Lindbergh officials have requested that any tax incentives for the apartments be removed from the proposal. The Board of Education voted unanimously May 5 to adopt a resolution opposing any use of TIF for residential development.

School district officials estimate the 225 apartments would be valued at roughly $30 million, which would generate about $200,000 annually in property taxes for the school district. If UrbanStreet is unwilling to remove the tax incentives for the apartments, the district would like to receive $200,000 annually as part of the redevelopment agreement for the project, according to Lindbergh Superintendent Jim Simpson.

Simpson, a Crestwood resident, told the Call that the district will continue its opposition to UrbanStreet’s proposal as long as it includes tax incentives for residential development. He also cautioned city officials about using the amended Watson Road Corridor Plan to satisfy requirements of the state’s TIF statute.

“They have to be careful with that …,” Simpson said. “That’s just window dressing and a dog-and-pony show. They have to be careful they don’t hand something out to the opposition that says, ‘Nobody in their right mind would call this a comprehensive plan.’ The only way it will stay as a comprehensive plan is if it’s unchallenged … The truth of the matter is they really need a comprehensive plan. If ever a community needed to get with its residents and say, ‘What do you want for your community?

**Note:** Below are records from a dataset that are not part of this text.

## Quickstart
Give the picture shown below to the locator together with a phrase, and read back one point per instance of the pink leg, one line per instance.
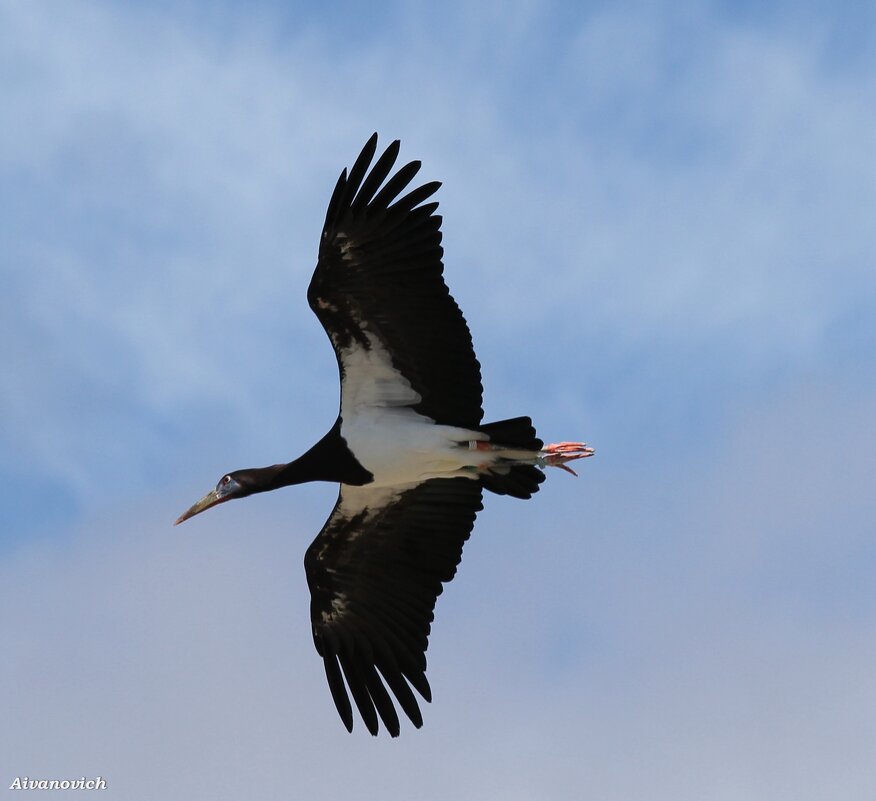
(558, 453)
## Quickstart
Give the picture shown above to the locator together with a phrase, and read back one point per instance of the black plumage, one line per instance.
(408, 448)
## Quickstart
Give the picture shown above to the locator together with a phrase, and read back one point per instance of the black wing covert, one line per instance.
(379, 277)
(374, 572)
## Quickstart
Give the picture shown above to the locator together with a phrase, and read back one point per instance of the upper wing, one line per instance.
(378, 286)
(374, 572)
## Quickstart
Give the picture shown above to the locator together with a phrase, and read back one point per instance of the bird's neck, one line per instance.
(329, 460)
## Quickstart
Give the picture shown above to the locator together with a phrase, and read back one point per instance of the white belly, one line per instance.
(398, 446)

What do you want for the most precious 47 acres of retail space we have in our community?’ This community needs that so much. They need to figure out what they want.”

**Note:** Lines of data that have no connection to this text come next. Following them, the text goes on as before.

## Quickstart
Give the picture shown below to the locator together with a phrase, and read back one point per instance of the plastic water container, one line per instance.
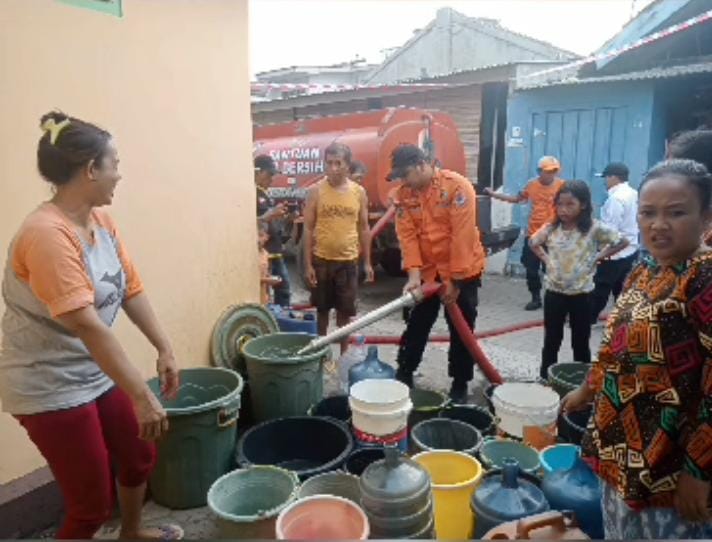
(355, 354)
(521, 405)
(322, 517)
(455, 476)
(380, 407)
(294, 321)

For example, Simpson said, “No one prior to UrbanStreet would have probably put apartments there. They all were thinking of something like Gravois Bluffs. They were all thinking of attractive, pervasive, varied retail. Now we’ve compromised to the nth degree and taken a third of the site and placed apartments (there), which will not become more valuable as time goes on and will become a larger drain on the community and forever and forever take what they have — finite retail space — and diminish it.

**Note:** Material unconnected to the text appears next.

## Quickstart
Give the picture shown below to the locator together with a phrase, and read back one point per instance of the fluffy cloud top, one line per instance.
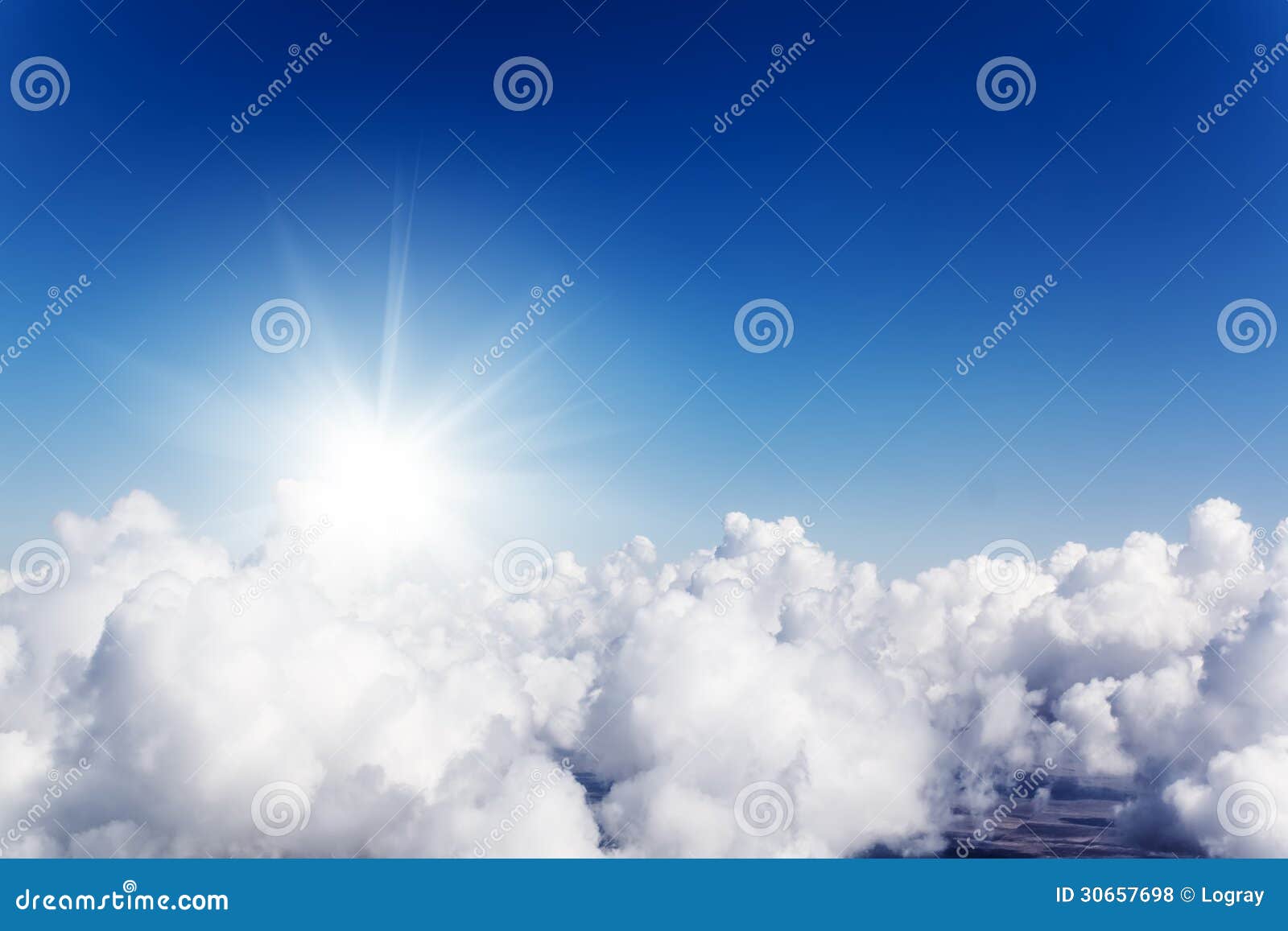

“So what city that has a small amount of retail — finite amount of retail, can never have more retail — what community would actually, openly hope to reduce that? All that is setting up future Crestwoods with cash-flow problems …”

Lindbergh has the option of challenging the city in court if Crestwood officials use the Watson Road Corridor Plan to satisfy requirements of the TIF statute, Simpson said.

“… If they skip a step, that step or any other step (and) if they’re not going to protect the school district, the school district will protect itself. If we can’t work as partners, then we’ll work through the court system or we’ll look at other options. The school district’s not without means and we have a pretty sharp staff. We have a sharp operation …

“We’ll analyze every aspect of this. We don’t want to do that. That would be a sad day in Lindbergh to do that, but then again, we’re not a doormat. If UrbanStreet wants to walk over the top of us and if the mayor (Gregg Roby) wants to see if there’s a way to just cut Lindbergh out of this situation and not protect their school district, then what (choice) are they leaving us?”